Three candidates will visit campus for the University Libraries dean position between Oct. 25 – Nov. 7. The finalists, who were selected through a national search, will interview and give public presentations on city campus from 4-5 p.m.
The candidates, listed by presentation date, are:
Oct. 26 — Elizabeth (Liz) Lorang, interim dean and professor in the University Libraries, University of Nebraska–Lincoln, presents in the 102 Love Library South Auditorium | Zoom
Nov. 3 — Kimberley Bugg, associate library director, Atlanta University Center Robert W. Woodruff Library (Atlanta, Georgia), presents in the Nebraska Union Swanson Auditorium | Zoom
Nov. 7 — Bryn Geffert, dean of libraries and professor of history, University of Vermont (Burlington, Vermont), presents in the 102 Love Library South Auditorium | Zoom
Additional candidate information, including curricula vitae and candidate evaluation forms, is available on the University Libraries dean search website: go.unl.edu/librarydean.
Liz Lorang
Lorang joined the Libraries in 2013 as research assistant professor and digital projects librarian, and in 2016 was appointed associate professor and humanities librarian following a national search. Building on experiences as a digital projects librarian and humanities librarian, as well as on her passion for research and teaching, she has served as associate dean in the UNL Libraries since 2018. In this role, she and her team launched a designed, intentional, and high-impact research and learning division to meet the needs of today’s researchers and learners and to anticipate future information needs and challenges.

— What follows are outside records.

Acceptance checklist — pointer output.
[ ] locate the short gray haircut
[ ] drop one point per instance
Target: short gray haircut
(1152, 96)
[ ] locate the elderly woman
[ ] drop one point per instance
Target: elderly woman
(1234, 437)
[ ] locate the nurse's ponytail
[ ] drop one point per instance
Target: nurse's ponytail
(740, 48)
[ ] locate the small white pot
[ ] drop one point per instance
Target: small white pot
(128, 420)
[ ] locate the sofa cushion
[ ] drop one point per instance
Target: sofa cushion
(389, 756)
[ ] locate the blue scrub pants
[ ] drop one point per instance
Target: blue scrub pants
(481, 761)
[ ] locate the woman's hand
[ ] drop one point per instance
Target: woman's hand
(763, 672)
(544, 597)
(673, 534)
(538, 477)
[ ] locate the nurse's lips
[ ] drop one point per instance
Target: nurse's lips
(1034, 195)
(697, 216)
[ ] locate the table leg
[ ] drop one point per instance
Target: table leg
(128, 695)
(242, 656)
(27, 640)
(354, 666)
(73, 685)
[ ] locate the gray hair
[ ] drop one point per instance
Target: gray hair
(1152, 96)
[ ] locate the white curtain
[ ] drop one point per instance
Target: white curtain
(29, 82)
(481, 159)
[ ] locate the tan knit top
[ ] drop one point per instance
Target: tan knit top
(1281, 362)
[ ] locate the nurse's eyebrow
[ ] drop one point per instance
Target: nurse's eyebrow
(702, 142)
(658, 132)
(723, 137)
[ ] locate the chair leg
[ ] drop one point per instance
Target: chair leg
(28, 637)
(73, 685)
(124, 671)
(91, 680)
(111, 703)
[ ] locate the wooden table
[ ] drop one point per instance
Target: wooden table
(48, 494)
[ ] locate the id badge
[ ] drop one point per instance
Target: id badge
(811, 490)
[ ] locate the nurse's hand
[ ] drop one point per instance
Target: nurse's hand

Lorang is an alum of the Association of Research Libraries’ Leadership Fellows program, as well as of the Leading Change Institute and Harvard University’s Leadership Institute for Academic Librarians. She is a member ARL’s Scholars and Scholarship Committee and serves on advisory boards for the national Data Curation Network and the National Indian Boarding School Digital Archive, and she has partnered with the Library of Congress in multiple roles, including as an advisor to the Computing Cultural Heritage in the Cloud initiative.
Lorang holds a Bachelor of Science in English from Towson University, a Master of Arts in information science and learning technology from the University of Missouri, and a doctorate in English from UNL.
Kimberley Bugg
A practitioner-scholar, her prior roles include librarian leadership positions at the Library of Congress, City College of New York, and Villanova University.
Bugg’s career in library science has built her expertise in strategic visioning, managerial leadership, and business operations. Her scholarship focuses on leadership, organizational culture, and diversity, and she has published several articles on the topic, including the recent “Leveraging talent: Strategies to improve library recruitment, retention, and diversity” in American Libraries.
Professionally, she holds leadership positions at the local, regional, and national levels of library associations including serving as an American Library Association Councilor and Chair of the ALA Committee on Research Statistics.
Bugg holds a Bachelor of Arts in speech communications from Georgia State University, a Master of Library Science from North Carolina Central University, and a doctorate in library and information science from Simmons College. She also has a deep appreciation for art history and classical music and holds a master’s degree in liberal arts with a concentration in art and music history from Clayton State University.
Bryn Geffert
Under his leadership at Amherst, the library won the Association of College and Research Library’s “Excellence in Academic Libraries Award.” His achievements included the establishment of Amherst College Press and Lever Press, the latter in partnership with University of Michigan and supported by 56 institutions. He also coordinated the work of Amherst’s libraries with those of the Five Colleges Consortium. These ventures reflect his commitment to equitable and universal access to scholarship and the creation of new, open access models dedicated to rigorous peer review and editing within a diamond open access model.
Geffert received his Bachelor of Arts in history and in Russian from St. Olaf College, with breaks for study in Scotland and the Soviet Union. He earned a Master of Science in library and information science from the University of Illinois. His Master of Arts in Russian history and doctorate in modern European history are from the University of Minnesota.
Nebraska’s University Libraries is a national leader in creativity and knowledge development. It creates and promotes resources and tools for transformative teaching, learning and research, and it develops spaces and technology that inspire life-long learning. The dean of Libraries will continue the transformation of the Libraries’ physical and virtual spaces, lead major content initiatives, and position the Libraries’ faculty and staff at the center of teaching and research for Nebraska.
The dean is the chief administrative and academic officer of the University Libraries and responsible for leading the Libraries’ current and future efforts to cultivate scholars, students, and members of the public who are astute, critical users and creators of information in all its forms. The dean of Libraries collaborates with faculty, students, staff and external constituents on campus and in the state of Nebraska, across the nation, and around the world.